Experts and residents residing in the southeastern Pakistan desert told Al Jazeera a “drought-induced famine” is affecting the lives of impoverished individuals in the region.
Ever since the famine story broke out, the Pakistani government has focused its attention in the region. According to Al Jazeera, the National Disaster Management Authority claims, “Tharparkar has seen the delivery of 3,582.3 tonnes of wheat (worth approximately $2.5m), 201 tonnes of rice, and 1,483.7 tonnes of emergency food packs and other food aid”.
But despite the government’s involvement in helping the famine-stricken region, the Pakistan Meteorological Department believes that there is no drought in Tharparkar in the first place. The department instead classifies it as a “socioeconomic disaster” despite the region being drier than usual this year.
On the other hand, the NGOs in Pakistan believe that the famine that killed over 100 children in Pakistan could have been avoided had the government decided to act sooner. According to the Guardian, Pakistani activists blame the government for failing to provide the region with healthcare and better infrastructure.
A local newspaper also told a similar story about the famine in southeastern Pakistan.

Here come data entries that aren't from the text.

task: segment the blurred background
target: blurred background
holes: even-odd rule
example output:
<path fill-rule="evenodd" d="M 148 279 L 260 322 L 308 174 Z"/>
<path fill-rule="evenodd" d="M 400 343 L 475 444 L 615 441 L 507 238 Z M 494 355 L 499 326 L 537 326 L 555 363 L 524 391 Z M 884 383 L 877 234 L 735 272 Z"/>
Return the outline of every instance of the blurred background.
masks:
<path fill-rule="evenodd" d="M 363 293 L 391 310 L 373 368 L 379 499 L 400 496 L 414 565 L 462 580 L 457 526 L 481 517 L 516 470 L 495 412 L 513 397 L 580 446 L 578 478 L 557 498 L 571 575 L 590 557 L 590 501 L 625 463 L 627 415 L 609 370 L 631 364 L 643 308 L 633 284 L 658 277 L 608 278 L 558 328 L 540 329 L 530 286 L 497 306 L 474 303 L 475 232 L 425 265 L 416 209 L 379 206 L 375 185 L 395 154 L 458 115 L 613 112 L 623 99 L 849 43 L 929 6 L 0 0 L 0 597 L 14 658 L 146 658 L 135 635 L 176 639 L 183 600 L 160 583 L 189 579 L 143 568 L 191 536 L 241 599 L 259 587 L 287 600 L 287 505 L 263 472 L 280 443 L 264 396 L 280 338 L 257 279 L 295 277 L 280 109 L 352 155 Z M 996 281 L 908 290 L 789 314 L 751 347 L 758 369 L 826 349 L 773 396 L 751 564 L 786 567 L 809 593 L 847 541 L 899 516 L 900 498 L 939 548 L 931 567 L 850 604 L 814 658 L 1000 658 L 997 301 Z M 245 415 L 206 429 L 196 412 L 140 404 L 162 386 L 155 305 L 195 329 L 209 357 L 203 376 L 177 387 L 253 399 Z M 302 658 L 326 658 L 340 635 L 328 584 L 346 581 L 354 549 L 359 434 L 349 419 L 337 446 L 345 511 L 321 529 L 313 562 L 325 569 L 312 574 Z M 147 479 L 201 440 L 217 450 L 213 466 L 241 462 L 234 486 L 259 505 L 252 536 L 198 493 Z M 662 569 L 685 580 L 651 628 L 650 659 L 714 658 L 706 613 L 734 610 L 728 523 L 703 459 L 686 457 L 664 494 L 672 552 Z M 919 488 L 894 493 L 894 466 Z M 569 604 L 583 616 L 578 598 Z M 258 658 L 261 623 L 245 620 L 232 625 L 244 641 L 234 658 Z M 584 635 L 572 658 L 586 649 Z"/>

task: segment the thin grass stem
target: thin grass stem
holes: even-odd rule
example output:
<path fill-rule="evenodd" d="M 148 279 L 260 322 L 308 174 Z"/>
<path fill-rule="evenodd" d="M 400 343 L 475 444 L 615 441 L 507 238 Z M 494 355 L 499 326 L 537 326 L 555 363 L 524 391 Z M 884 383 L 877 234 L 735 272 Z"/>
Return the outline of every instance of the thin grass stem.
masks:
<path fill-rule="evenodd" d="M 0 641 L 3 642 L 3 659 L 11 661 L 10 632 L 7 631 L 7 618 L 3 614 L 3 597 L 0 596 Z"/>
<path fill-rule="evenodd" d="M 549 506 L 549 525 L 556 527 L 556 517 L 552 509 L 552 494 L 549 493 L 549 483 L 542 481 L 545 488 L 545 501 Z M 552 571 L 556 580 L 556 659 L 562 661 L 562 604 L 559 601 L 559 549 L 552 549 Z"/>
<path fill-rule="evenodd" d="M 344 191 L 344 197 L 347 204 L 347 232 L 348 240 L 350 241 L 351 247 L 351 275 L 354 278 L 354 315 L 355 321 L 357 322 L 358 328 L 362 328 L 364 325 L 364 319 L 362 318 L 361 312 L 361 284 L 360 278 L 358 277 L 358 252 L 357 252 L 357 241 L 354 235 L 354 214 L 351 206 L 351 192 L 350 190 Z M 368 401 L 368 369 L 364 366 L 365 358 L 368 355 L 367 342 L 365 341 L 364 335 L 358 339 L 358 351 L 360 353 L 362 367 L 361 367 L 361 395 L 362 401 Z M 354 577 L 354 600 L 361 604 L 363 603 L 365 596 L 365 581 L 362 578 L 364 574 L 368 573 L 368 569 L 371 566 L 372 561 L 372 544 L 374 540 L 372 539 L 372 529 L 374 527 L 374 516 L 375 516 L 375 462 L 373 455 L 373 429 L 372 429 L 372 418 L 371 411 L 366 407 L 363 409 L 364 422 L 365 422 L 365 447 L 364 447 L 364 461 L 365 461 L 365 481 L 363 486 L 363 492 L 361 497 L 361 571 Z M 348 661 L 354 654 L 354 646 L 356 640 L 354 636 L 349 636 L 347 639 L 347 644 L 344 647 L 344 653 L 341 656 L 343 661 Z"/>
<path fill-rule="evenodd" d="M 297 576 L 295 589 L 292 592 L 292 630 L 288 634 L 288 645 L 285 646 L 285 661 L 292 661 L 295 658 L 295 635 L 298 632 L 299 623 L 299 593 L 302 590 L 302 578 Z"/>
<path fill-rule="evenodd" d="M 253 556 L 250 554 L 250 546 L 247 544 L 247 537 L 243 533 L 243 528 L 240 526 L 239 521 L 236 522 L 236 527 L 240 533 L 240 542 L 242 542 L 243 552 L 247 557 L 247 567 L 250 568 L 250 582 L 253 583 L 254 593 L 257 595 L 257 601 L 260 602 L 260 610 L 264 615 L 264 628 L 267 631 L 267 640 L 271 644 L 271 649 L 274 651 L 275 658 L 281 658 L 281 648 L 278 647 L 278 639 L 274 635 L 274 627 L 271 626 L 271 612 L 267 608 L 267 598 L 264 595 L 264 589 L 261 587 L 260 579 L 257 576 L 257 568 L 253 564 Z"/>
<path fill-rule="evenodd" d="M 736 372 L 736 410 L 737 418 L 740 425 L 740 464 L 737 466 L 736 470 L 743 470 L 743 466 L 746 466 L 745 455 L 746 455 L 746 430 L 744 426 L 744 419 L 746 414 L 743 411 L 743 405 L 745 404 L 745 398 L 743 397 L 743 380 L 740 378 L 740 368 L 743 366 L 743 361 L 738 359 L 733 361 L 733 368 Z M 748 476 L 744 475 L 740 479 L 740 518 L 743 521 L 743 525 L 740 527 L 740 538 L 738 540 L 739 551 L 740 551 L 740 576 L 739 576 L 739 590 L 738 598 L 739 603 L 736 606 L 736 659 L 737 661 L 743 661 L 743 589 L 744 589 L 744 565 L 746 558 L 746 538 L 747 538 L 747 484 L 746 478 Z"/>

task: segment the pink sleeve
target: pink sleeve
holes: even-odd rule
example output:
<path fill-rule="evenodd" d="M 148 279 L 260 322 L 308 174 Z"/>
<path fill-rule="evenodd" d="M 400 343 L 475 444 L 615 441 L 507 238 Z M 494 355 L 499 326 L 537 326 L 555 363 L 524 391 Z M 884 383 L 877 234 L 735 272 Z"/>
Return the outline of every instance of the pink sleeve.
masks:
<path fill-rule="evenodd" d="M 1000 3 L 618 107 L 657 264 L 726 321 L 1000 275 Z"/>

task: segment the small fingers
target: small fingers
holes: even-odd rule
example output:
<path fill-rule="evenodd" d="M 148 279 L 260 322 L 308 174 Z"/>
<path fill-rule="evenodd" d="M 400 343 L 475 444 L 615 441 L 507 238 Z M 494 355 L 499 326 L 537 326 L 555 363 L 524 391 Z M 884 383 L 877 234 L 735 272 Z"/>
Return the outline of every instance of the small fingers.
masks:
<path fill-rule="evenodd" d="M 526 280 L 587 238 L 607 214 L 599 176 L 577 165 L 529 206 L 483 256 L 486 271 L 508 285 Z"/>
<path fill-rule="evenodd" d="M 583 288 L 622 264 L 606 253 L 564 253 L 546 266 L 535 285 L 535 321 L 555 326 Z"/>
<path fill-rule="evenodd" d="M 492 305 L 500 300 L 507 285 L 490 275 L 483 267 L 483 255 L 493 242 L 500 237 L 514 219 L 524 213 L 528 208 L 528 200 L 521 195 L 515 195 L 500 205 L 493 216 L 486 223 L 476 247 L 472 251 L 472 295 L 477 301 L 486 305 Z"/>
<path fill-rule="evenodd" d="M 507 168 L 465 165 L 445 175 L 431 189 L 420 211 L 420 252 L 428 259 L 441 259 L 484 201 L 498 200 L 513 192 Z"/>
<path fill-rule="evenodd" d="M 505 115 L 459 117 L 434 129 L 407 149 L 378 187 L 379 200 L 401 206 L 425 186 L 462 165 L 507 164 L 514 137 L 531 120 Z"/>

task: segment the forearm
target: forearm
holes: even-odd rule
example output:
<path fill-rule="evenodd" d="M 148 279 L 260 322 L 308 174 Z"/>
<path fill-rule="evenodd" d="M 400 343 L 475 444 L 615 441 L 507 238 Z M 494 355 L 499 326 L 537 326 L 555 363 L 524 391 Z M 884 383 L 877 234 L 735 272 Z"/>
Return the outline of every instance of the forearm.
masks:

“The provincial government usually declares a state of drought in Thar by September or October when there is low rainfall during and after the monsoon season,” said the Express Tribune, a Pakistani newspaper.
Due to the low amount of rainfall last year in September, the government apparently pushed forward the declaration “and the provision of relief was thus delayed.”
Sources also told the newspaper that the local administration and health officials informed the chief minister that the conditions in the region were “normal during drought”.
According to local organizations that work with some of the poorest people in Pakistan, members of Dalit population are the ones mainly affected by the drought.
“Known in Pakistan as the scheduled class, Dalits suffer heavy discrimination under the caste system common across south Asia.”
The founder of Baanhn Beli, an NGO operating in Tharparkar since 1985, believes that representatives who were elected to represent the region should be held responsible for failing to properly report to the chief minister. He also believes that if the state invested in Tharparkar, most of the deaths caused by the famine would have not occurred.
It is clear that the officials are refusing to take full responsibility for the crisis in southeastern Pakistan. The international community, along with local humanitarian groups, is criticizing the state for failing to stop a preventable famine. They believe that the government should keep its promise and compensate the families of the victims for improperly handling the situation.